I own the Stage 100 and have spent a lot of time playing with the Club 40 and Stage 60, I cannot think of a possible reason that I would want to own a Marshall over these amps. They can definately comp the signature Marshall "bees-in-a-tin-can" sound if that's what you want, but if you back off the gain and treble to reasonable levels it sounds great and seems to cut through a mix quite well. I'm running my Stage 100 through a Mesa OS 412, using a PRS Standard 24 (Dimarzio De-Activator neck and bridge) and MXR GT-OD in front, not quite as "djenty" as it would be if you subbed the Blackstar for a 6505 or the likes, but it strikes a good balance between modern metal and a more traditional crunch tone.


----------



## troyguitar (Nov 20, 2011)

The MA series is the worst sounding Marshall I've ever heard, counting the MG series.


----------



## Angus Clark (Nov 20, 2011)

troyguitar said:


> The MA series is the worst sounding Marshall I've ever heard, counting the MG series.



Absolutely. The MA series are just horrid. I don't care what kind of music you play, the HT demolishes the MA in every way. Again, don't write off Laney. Wanting to try the Ironheart, but cannot find anywhere to do so


----------



## pantera95 (Nov 21, 2011)

Blackstar all day long. Everything points away from the marshall. 
The blackstar's tubed and extremely versitle.


----------



## Jason_Krodha (Nov 23, 2011)

I personally own a Blackstar HT-100, it gives such a wide variance of tones. I'm sure you can get any crunch, distortion, or clean you want out of a Blackstar. I've played on many Marshalls and they just don't cut it for me.


----------



## JohnBorn (Nov 23, 2011)

Between those two i would say blackstar all the way.. In the same zone, other worth looking amp are egnator amp


----------



## Key_Maker (Nov 23, 2011)

Yes, the MA series of Marshall just sucks, in that price range the Valveking (peavey) it's a bit better and the Egnater Renegade 65 just blow out of the water both with their tube mix control and just sounds better IMO.

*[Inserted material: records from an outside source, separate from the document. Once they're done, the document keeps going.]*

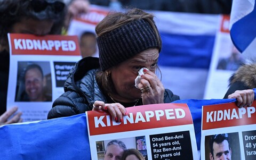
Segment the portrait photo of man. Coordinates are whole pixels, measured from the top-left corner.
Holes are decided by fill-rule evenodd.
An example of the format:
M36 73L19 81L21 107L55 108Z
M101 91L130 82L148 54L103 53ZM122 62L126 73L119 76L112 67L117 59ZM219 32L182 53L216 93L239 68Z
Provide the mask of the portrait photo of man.
M52 101L50 63L19 62L18 68L21 66L23 70L18 72L15 101Z

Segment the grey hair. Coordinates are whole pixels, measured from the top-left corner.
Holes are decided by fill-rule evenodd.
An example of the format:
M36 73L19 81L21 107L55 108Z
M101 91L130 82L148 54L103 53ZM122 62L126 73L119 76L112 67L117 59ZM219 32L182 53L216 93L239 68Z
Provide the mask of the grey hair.
M107 152L107 150L108 150L109 146L112 145L118 145L119 147L120 147L120 148L123 149L124 150L127 150L126 146L123 142L118 140L113 140L109 142L107 145L107 146L106 146L105 153Z

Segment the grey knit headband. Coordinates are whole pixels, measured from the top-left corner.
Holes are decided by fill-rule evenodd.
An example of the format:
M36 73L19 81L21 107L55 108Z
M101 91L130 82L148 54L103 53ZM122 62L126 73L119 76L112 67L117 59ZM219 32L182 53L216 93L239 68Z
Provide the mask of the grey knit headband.
M97 38L100 65L105 71L150 48L161 48L156 33L143 20L132 21Z

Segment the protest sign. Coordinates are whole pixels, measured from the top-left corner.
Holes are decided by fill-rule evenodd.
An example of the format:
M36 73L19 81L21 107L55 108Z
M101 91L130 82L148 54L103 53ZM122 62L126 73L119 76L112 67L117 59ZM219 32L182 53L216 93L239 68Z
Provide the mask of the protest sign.
M256 101L241 108L235 103L203 106L201 159L255 159L255 106Z
M116 122L106 111L86 112L93 159L103 159L114 140L134 148L148 159L198 159L192 117L186 104L159 104L126 108Z
M9 34L7 109L16 106L23 122L45 120L64 92L69 70L81 58L76 36Z
M229 77L242 61L242 54L231 40L229 19L229 16L222 16L220 28L216 33L204 99L223 98L228 89Z

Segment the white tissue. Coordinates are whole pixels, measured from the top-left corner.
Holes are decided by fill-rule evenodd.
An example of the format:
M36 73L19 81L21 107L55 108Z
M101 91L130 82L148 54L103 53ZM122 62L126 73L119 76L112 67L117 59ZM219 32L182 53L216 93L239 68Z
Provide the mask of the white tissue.
M141 75L144 74L144 72L143 72L143 70L144 70L148 71L148 69L146 68L140 69L139 72L138 72L138 75L137 77L136 77L135 79L135 87L137 88L138 89L139 89L139 87L138 87L138 84L140 82L140 80L141 80Z

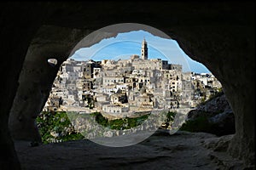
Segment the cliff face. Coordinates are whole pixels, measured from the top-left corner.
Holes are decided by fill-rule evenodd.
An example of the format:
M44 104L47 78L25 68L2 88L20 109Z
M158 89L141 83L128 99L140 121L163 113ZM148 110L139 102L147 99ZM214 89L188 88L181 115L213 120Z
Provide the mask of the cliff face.
M190 110L181 129L218 136L235 133L235 116L225 95L222 94Z
M34 121L47 99L58 69L58 65L54 69L46 66L44 67L43 74L27 74L19 79L22 66L26 65L26 70L34 72L34 65L42 66L42 61L46 61L49 56L58 58L58 63L61 64L67 60L75 44L90 32L108 25L125 22L143 23L161 30L177 40L189 56L204 64L216 76L224 87L236 119L236 134L228 151L233 156L243 160L246 164L253 164L253 3L7 2L1 3L1 7L0 68L2 79L4 80L1 83L0 93L3 100L0 150L4 150L0 154L3 158L1 159L1 165L5 166L3 169L19 168L8 128L15 96L16 94L20 95L22 91L26 92L26 85L31 86L29 93L25 93L27 98L23 94L21 96L24 98L19 97L24 99L24 101L15 100L14 105L18 106L13 110L15 111L9 119L12 134L17 139L38 138L37 130L33 128ZM124 28L122 31L131 29ZM67 36L69 32L73 36ZM96 36L90 39L88 46L100 41L102 37L114 37L117 32ZM36 46L32 44L32 39L37 40ZM55 40L60 40L61 44L58 45L56 41L53 45L51 42ZM32 50L28 51L28 48ZM22 115L21 119L20 115Z

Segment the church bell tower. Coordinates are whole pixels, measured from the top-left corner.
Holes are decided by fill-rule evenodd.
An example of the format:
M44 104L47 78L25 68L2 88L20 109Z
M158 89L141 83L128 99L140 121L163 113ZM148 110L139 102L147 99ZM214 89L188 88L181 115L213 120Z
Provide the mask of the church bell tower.
M142 52L142 59L148 60L148 44L147 44L145 38L143 41L141 52Z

I recorded some demos of it:


Clean:

http://dl.dropbox.com/u/1057412/Egnater/...%20C-1.mp3
http://dl.dropbox.com/u/1057412/Egnater/...%20C-1.mp3

Crunch:

http://dl.dropbox.com/u/1057412/Egnater/...%20C-1.mp3
http://dl.dropbox.com/u/1057412/Egnater/...%20C-1.mp3

Distortion:

http://dl.dropbox.com/u/1057412/Egnater/...Custom.mp3
http://dl.dropbox.com/u/1057412/Egnater/...Custom.mp3

Audix i5 and CAD GXL2200 direct to M-Audio Mobile Pre. Guitar are Schecter C-1 FR Custom (Custom-Custom/59) and my HandMade guitar with 85X.


----------



## robotsatemygma (Nov 23, 2011)

Yea I've tried the MA series in a store... I really wasn't a fan. You get the crunch but it was just... lifeless and sterile in tone. The cleans were decent though. I'd really like to give the MA series a legit try through an 1960, overdrive, and better tubes to get a full can I use it opinion. But I'm just not sure it's even worth trying. The Anderton blokes seem to have gotten some decent tones out of a MA combo with a Vox Satchuater Overdrive. Which was the whole reason I even decided to try the MA series. 

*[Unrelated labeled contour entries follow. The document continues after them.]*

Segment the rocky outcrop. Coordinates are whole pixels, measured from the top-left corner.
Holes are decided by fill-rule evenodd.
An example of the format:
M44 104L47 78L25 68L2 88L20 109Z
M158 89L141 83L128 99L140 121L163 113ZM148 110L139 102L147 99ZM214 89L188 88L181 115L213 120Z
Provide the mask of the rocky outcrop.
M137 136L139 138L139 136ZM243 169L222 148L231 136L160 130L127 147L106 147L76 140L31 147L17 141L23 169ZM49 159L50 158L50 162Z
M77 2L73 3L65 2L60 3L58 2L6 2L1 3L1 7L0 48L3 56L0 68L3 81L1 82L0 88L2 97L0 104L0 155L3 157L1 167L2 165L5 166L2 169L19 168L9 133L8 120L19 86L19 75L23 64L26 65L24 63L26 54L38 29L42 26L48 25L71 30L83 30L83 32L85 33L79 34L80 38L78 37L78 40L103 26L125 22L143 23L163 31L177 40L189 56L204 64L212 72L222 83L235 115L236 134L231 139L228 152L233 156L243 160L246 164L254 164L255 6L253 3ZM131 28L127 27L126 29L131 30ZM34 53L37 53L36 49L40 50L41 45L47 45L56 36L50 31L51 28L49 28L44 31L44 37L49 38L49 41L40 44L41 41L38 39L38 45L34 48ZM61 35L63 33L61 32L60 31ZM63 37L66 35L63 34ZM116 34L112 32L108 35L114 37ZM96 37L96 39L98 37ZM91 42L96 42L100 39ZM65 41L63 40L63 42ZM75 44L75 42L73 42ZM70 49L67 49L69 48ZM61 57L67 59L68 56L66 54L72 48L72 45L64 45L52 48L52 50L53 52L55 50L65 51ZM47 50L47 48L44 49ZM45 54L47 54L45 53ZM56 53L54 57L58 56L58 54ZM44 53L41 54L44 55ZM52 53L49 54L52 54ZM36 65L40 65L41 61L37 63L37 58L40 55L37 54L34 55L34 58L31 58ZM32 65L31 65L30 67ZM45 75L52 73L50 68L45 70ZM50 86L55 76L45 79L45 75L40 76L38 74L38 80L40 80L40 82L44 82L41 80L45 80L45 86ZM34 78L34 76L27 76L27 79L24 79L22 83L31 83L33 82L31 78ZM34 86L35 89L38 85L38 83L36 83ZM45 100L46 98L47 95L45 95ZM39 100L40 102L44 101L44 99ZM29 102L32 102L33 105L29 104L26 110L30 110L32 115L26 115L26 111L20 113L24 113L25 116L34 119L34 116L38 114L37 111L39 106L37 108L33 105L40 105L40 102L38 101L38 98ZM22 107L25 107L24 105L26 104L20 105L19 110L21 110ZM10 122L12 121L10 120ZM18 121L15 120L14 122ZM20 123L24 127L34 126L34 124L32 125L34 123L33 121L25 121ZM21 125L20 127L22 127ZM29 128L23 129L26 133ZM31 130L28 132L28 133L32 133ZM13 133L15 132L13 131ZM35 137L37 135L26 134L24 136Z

I was about to pull the trigger on a Blackstar Club 40... fit the bill perfectly. But I opted for my Orange DT30 instead cause I got it for a steal! Fits the bill better. 

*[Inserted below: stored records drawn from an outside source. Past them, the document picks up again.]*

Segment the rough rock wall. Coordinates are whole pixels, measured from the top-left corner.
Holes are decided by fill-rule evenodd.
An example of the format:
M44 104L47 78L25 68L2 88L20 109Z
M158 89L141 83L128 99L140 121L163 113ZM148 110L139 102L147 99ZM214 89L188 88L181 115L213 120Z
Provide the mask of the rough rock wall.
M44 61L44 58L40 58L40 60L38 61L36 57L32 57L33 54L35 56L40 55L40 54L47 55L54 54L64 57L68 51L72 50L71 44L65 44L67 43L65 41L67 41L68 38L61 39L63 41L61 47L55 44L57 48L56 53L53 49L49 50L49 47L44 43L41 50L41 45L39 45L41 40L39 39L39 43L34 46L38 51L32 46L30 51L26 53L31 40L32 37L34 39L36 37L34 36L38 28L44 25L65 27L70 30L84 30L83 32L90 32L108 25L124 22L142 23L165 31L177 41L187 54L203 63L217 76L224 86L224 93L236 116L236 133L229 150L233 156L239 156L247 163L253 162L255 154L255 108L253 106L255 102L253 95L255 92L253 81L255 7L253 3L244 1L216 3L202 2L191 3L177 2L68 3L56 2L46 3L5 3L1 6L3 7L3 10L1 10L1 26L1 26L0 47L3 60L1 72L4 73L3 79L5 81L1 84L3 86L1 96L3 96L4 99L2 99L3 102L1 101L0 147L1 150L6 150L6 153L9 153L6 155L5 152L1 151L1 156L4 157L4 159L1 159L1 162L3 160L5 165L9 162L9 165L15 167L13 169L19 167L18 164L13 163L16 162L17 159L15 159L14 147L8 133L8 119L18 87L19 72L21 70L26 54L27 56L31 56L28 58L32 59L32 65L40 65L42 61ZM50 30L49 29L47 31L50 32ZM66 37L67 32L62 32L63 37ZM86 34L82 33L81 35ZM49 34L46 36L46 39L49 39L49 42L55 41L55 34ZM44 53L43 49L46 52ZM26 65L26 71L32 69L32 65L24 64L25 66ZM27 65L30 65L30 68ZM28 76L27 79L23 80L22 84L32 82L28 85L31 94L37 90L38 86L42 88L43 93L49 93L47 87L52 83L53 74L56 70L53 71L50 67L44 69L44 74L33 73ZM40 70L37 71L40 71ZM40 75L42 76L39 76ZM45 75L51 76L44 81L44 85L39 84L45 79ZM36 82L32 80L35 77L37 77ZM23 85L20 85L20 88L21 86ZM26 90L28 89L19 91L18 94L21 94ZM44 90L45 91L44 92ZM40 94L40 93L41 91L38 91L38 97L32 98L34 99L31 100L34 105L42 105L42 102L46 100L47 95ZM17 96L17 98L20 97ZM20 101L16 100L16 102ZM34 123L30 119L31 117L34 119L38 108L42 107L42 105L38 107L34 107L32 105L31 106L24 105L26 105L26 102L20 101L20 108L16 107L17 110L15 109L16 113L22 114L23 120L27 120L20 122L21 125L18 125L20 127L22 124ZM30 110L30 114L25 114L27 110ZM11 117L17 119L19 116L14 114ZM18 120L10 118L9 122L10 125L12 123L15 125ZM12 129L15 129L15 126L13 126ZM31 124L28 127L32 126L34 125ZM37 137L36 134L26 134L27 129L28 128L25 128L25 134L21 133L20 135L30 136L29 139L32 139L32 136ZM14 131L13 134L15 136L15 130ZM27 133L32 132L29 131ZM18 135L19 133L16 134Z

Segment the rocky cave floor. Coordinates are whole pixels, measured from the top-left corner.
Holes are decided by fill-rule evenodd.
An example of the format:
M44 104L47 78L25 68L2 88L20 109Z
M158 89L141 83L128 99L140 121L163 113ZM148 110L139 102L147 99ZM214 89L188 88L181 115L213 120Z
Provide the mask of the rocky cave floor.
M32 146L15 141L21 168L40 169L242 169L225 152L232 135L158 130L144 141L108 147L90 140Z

Try Orange since you're in England. Can't go wrong.


----------



## e7lek (Nov 24, 2011)

yeah thinking of the orange th30, gna decide tomorow between the th30, blackstar 100 (have to buy it blind, no where to test around where i live) and finally the laney ironheart is coming in tomorow


----------



## kayhen (Nov 25, 2011)

e7lek said:


> yeah thinking of the orange th30, gna decide tomorow between the th30, blackstar 100 (have to buy it blind, no where to test around where i live) and finally the laney ironheart is coming in tomorow



the blackstar is a great amp


----------